This factsheet was last updated in April 2015.
What is flexible working?
The term ‘flexible working’ describes a type of working arrangement which gives some degree of flexibility on how long, where, when and at what times employees work. The flexibility can be in terms of working time, working location or the pattern of working.
Flexible working practices include:
Part-time working: work is generally considered part-time when employers are contracted to work anything less than full-time hours.
Term-time working: a worker remains on a permanent contract but can take paid/unpaid leave during school holidays.
Job-sharing: a form of part-time working where two (or occasionally more) people share the responsibility for a job between them.
Flexitime: allows employees to choose, within certain set limits, when to begin and end work.
Compressed hours: compressed working weeks (or fortnights) don't necessarily involve a reduction in total hours or any extension in individual choice over which hours are worked. The central feature is reallocation of work into fewer and longer blocks during the week.

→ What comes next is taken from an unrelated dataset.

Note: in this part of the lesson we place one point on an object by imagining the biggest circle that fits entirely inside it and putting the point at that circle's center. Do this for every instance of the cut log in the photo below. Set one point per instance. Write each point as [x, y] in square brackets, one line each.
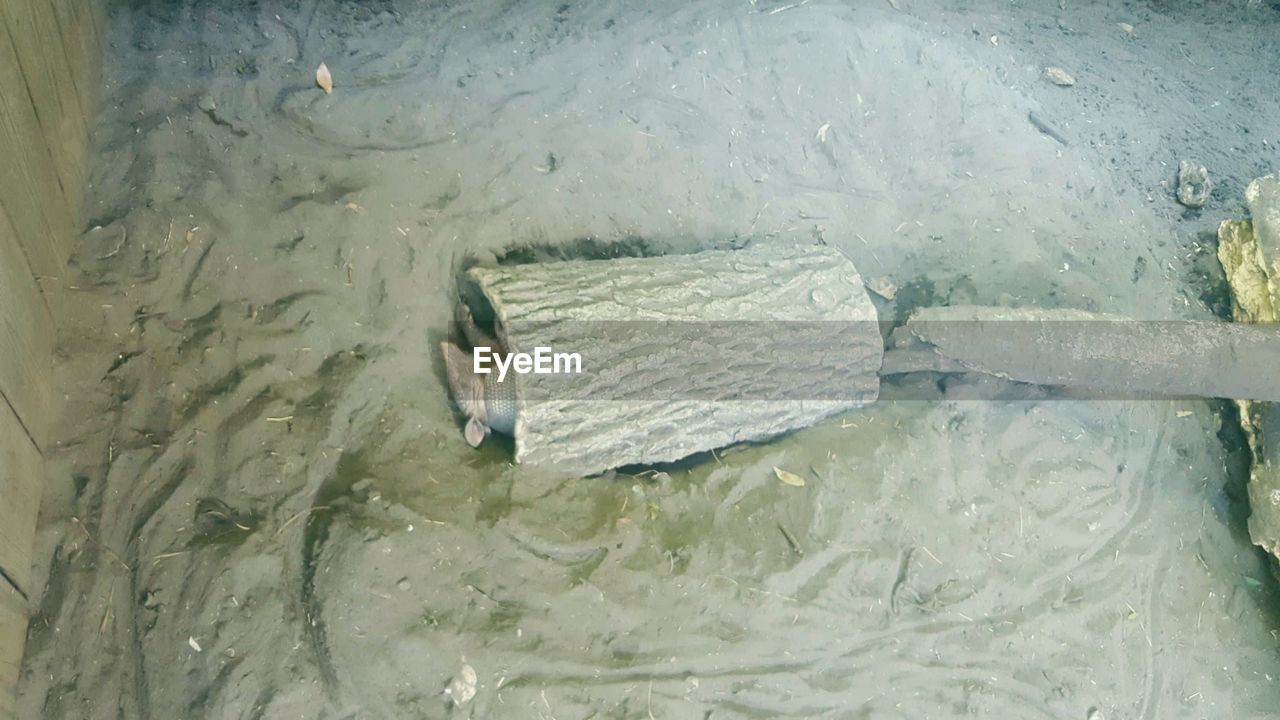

Annual hours: the total number of hours to be worked over the year is fixed but there is variation over the year in the length of the working day and week. Employees may or may not have an element of choice over working patterns.
Working from home on a regular basis: workers regularly spend time working from home.
Mobile working/teleworking: this permits employees to work all or part of their working week at a location remote from the employer's workplace.
Career breaks: career breaks, or sabbaticals, are extended periods of leave – normally unpaid – of up to five years or more.
Commissioned outcomes: there are no fixed hours, but only an output target that an individual is working towards.
Zero hours contracts: in which an individual has no guarantee of a minimum number of working hours, so they can be called upon as and when required and paid just for the hours they work.